Pagina:AA.VV. - Commedie del Cinquecento, Vol. II, Laterza, 1912.djvu/433


atto quinto 421

          Cambio. Or di’ sii! Ch’è accadutoti?
          Fazio. Te lo dirò. Per mezzo della lettera
          di quel ribaldo, dagli Otto mi furono
          e’ mia danar, che non mancava un picciolo,
          fatti rendere.
          Cambio. E questa è la disgrazia
          che tu di’, ch?
          Fazio. Ascolta, ch’è grandissima.

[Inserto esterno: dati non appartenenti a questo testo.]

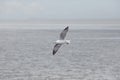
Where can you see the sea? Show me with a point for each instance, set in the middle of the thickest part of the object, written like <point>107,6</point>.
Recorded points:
<point>26,54</point>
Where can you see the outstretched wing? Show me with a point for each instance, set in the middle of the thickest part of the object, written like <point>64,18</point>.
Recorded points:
<point>63,33</point>
<point>56,47</point>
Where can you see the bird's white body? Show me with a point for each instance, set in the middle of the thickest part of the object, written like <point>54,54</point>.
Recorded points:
<point>62,42</point>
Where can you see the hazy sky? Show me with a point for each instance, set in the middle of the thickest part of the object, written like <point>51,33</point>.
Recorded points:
<point>59,9</point>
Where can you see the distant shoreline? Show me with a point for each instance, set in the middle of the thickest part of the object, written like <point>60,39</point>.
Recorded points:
<point>60,22</point>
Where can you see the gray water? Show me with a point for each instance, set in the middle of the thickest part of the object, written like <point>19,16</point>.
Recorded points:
<point>27,55</point>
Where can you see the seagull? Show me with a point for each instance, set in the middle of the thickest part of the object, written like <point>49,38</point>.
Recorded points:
<point>61,40</point>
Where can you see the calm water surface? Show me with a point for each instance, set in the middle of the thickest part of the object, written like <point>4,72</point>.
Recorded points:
<point>27,55</point>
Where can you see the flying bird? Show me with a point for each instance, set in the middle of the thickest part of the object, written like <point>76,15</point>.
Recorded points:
<point>61,40</point>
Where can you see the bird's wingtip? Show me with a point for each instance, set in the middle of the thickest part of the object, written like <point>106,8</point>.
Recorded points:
<point>67,27</point>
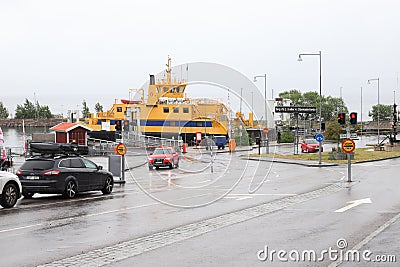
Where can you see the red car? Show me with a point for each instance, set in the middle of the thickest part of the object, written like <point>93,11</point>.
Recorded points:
<point>310,145</point>
<point>163,157</point>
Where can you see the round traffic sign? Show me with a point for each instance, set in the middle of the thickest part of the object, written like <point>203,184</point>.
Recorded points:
<point>319,137</point>
<point>348,145</point>
<point>120,149</point>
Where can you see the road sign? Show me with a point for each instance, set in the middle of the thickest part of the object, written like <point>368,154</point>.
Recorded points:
<point>198,136</point>
<point>293,109</point>
<point>348,145</point>
<point>319,137</point>
<point>121,149</point>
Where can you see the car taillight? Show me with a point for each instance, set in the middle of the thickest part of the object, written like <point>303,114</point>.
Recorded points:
<point>52,172</point>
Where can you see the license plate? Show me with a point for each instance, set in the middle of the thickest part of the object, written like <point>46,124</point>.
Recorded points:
<point>32,177</point>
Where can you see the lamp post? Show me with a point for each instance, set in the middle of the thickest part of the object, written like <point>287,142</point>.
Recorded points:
<point>369,82</point>
<point>320,95</point>
<point>265,104</point>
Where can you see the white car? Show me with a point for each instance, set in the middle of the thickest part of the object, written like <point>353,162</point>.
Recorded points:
<point>10,189</point>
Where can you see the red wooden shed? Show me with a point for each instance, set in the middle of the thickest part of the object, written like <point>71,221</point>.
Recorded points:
<point>68,132</point>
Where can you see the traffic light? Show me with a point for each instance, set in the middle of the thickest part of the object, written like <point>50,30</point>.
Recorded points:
<point>342,119</point>
<point>126,126</point>
<point>118,125</point>
<point>353,118</point>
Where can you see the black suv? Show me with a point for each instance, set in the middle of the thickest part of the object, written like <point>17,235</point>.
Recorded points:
<point>65,174</point>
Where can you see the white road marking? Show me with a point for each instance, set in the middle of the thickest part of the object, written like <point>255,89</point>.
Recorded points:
<point>354,203</point>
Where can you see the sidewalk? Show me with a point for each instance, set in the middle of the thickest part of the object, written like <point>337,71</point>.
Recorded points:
<point>307,163</point>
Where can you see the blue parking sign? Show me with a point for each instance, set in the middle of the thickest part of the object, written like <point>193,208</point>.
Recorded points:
<point>319,137</point>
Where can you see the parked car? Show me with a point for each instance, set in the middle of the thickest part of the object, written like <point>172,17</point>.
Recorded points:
<point>220,141</point>
<point>310,145</point>
<point>10,189</point>
<point>65,174</point>
<point>163,157</point>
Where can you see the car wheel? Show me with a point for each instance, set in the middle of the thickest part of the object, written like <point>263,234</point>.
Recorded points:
<point>27,194</point>
<point>108,186</point>
<point>70,189</point>
<point>9,196</point>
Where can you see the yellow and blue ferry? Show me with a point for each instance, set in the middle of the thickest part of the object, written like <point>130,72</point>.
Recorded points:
<point>166,113</point>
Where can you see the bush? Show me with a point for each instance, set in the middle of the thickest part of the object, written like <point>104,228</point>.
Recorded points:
<point>287,137</point>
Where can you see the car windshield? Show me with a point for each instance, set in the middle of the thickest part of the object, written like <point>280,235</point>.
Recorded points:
<point>160,151</point>
<point>31,165</point>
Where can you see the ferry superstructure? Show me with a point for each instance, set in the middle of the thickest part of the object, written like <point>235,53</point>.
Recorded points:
<point>166,113</point>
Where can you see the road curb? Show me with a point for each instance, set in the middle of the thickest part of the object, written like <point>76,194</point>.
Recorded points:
<point>288,161</point>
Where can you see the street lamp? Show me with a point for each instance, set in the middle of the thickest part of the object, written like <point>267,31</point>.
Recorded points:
<point>265,104</point>
<point>320,95</point>
<point>369,82</point>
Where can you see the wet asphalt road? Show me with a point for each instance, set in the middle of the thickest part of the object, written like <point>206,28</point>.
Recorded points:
<point>192,216</point>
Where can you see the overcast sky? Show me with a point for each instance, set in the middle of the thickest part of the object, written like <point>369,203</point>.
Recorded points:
<point>62,52</point>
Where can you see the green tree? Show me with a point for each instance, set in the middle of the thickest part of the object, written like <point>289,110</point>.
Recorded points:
<point>85,109</point>
<point>3,111</point>
<point>98,107</point>
<point>332,131</point>
<point>385,112</point>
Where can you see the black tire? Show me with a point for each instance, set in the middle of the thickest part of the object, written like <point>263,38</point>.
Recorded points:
<point>108,186</point>
<point>27,195</point>
<point>70,189</point>
<point>9,196</point>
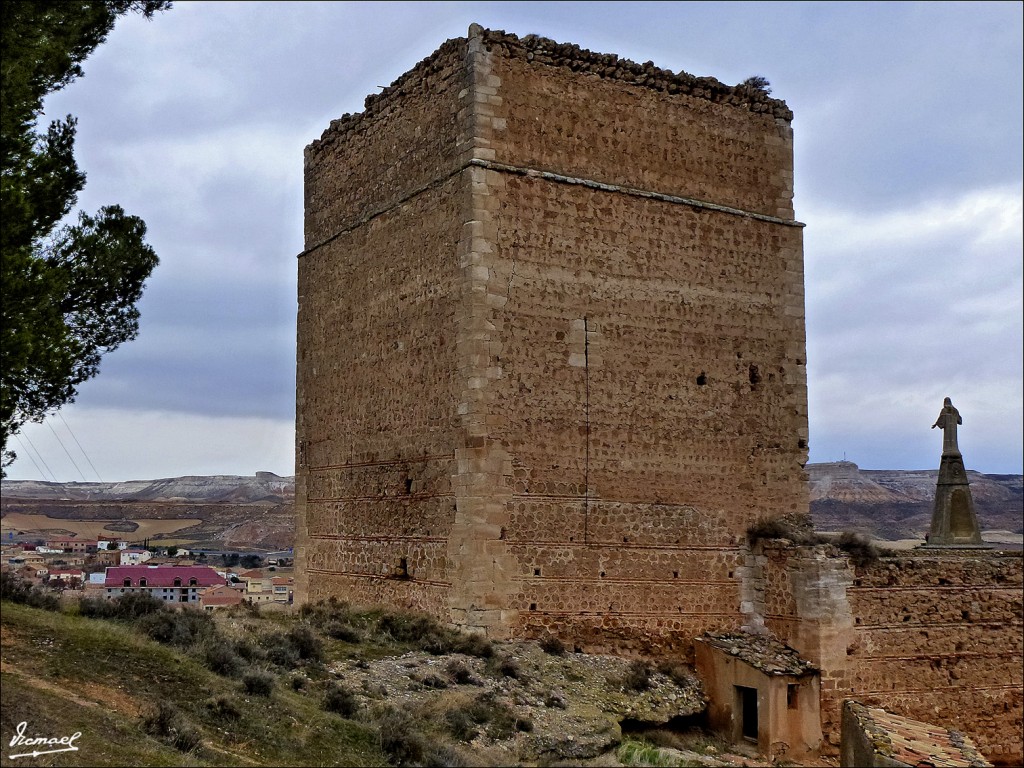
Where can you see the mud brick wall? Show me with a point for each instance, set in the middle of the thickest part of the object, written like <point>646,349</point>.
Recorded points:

          Cambio. Or di’, via.
          Fazio. Ben sai che io posili
          (non gli potendo dentro allo scrittoio
          ripor, com’io dove’, perché mancavami
          le chiavi allor) cosi, sotto la coltrice
          del letto mio, in quel gruppo medesimo
          che quel tristo gli ave’ portati. Or torno vi
          per riporli e, credendo i danar esservi,
          vi truovo rena. E so pur che benissimo
          e con mie proprie man serra’ la camera
          in modo ch ’a nessun era possibile
          entrar senza la chiave che aveami
          messa nella scarsella; che, tirandosi
          a sé l’uscio, non vi è poi altro ingegno
          che alzi il saliscende.
          Cambio. E non erano
          alcuni in casa?
          Fazio. No, dico: che mogliama,
          la mia figliuola e la fante andarono
          ieri in villa; e ’l servidore ed Albizo
          ancora eran fuori.
          Cambio. Altri potrebbevi
          esser entrati?
          Fazio. No, Dio! che l’uscio
          trovo serrato e, ’n quel lato medesimo
          del letto, esser il gruppo e nel medesimo
          modo legato. Uh!
          Cambio. Or ascoltami, Fazio.